L’individu répondant au pseudonyme Delachute porte un masque blanc sur chacune de ses photos de presse ainsi que dans chacune de ses vidéos, mais de son côté de la visioconférence, son créateur nous présente néanmoins son vrai visage – avenant – celui d’un jeune trentenaire pas du tout taciturne, peu importe ce que sa musique suggère. L’authentique nom du chanteur masqué n’est pas exactement un secret, mais notre interlocuteur nous demande gentiment de quand même préserver son anonymat, afin d’alimenter son aura de mystère, certes, mais aussi pour des raisons plus sensibles (et plus compréhensibles).

DelachuteC’est que pendant deux ans et demi, le Réjean Ducharme de l’indie pop montréalaise a travaillé à la Commission des libérations conditionnelles du Canada comme agent régional des communications. Un boulot supposant de transmettre aux médias les décisions de la commission quant à la libération des détenus, mais aussi d’accompagner les victimes de ces criminels tout au long du processus d’audience.

« Ma job ne consistait pas à offrir du soutien psychologique à proprement parler, mais tu bâtis forcément une relation avec ces gens-là », qui craignent souvent que leur agresseur ou celui d’un proche commette une récidive. « Tu leur parles tous les jours et ils se mettent à te raconter leur vie, à te dire pourquoi ils ont peur. »

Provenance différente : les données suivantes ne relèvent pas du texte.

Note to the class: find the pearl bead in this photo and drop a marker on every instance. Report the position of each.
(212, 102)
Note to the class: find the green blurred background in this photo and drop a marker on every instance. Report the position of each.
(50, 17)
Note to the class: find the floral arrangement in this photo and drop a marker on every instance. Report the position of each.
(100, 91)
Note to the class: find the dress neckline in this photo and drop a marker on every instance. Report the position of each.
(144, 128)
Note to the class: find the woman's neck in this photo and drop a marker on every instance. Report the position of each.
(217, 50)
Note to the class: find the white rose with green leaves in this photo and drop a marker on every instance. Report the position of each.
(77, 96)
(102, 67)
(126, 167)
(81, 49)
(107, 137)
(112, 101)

C’est beaucoup donc pour que ces victimes et leurs proches ne se reconnaissent pas dans ses textes que Delachute tient à demeurer derrière le rideau. Fils de musiciens amateurs, le gars derrière l’avatar grandit dans le village de Saint-Alexandre dans le Haut-Richelieu, joue de la basse dans un groupe punk, puis troque l’ampli pour une guitare acoustique au moment d’amorcer ses études universitaires.

La mélancolie éplorée de l’album For Emma, Forever Ago (2007), enregistré seul par Bon Iver dans la cabane de chasse de son père, produit sur lui un puissant effet et lui procure le courage de se donner des permissions, dont celle de travailler en solitaire, dans sa chambre, avec ses instruments et son ordinateur. « Je trouvais ça vraiment impressionnant de voir quelqu’un prendre une idée et l’amener jusqu’au bout, tout seul, comme un peintre avec une toile. »

De 2015 à 2020, l’alter ego à la ville de Delachute refuse pourtant de faire entendre sa musique à qui que ce soit d’autre que sa sœur ou sa copine. C’est elle qui le convainc d’envoyer ses démos à Mark Lawson (Arcade Fire, Beirut, Timber Timbre), qui accepte immédiatement d’assurer le mixage de sa première série de chansons.

Hypnotiques et énigmatiques, les berceuses tragiques de Delachute reposent sur des rythmes ensorcelants qui se referment sur vous comme un piège, sur des guitares serpentines ainsi que sur le falsetto de celui qui aime accumuler plusieurs couches vocales. S’y conjuguent le désespoir du blues (il est un fan fervent de John Lee Hooker), les textures synthétiques de l’ambient, ainsi que le groove étrangement lascif d’une sorte de danse macabre.

Les paroles empruntent quant à elles aux histoires d’horreur que l’artiste a entendues en salle d’audience, notamment des témoignages de tueurs dans lesquels l’amour est souvent invoqué, bien qu’il ne s’agisse en rien, on l’aura compris, de véritables histoires d’amour.  « Écrire m’a vraiment aidé quand j’avais du mal à dormir le soir parce que je pensais à tout ce que ces victimes ont vécu, aux gars qui décrivaient leurs meurtres. C’était quand même des journées surréalistes. »

Pas question cependant d’esthétiser la violence, précise-t-il, en évoquant du même souffle la récente, et bouleversante, vague de féminicides au Québec. « Sur les vingt-cinq cas avec lesquels j’ai été en contact, il y en avait au moins une vingtaine où c’était un homme qui avait tué sa conjointe ou son ex-conjointe. Je me souviens d’un cas en particulier, le gars racontait son meurtre comme je te raconterais une game de baseball. Il revenait tout le temps au fait qu’il l’aimait, qu’il n’acceptait pas qu’elle parte. C’était vraiment troublant. »

Pris de court par l’enthousiasme que génère sur les plateformes d’écoute en continu son premier mini-album homonyme paru en mars dernier, Delachute planche actuellement à de nouvelles chansons qui lui permettront de compter sur un répertoire suffisamment large lorsqu’il montera sur scène. Avec ou sans masque ? De son côté de l’écran, celui dont il faut taire l’identité sourit. Il n’est pas interdit de penser qu’au moment où nous jetterons pour de bon nos masques de procédure, il remisera aussi le sien.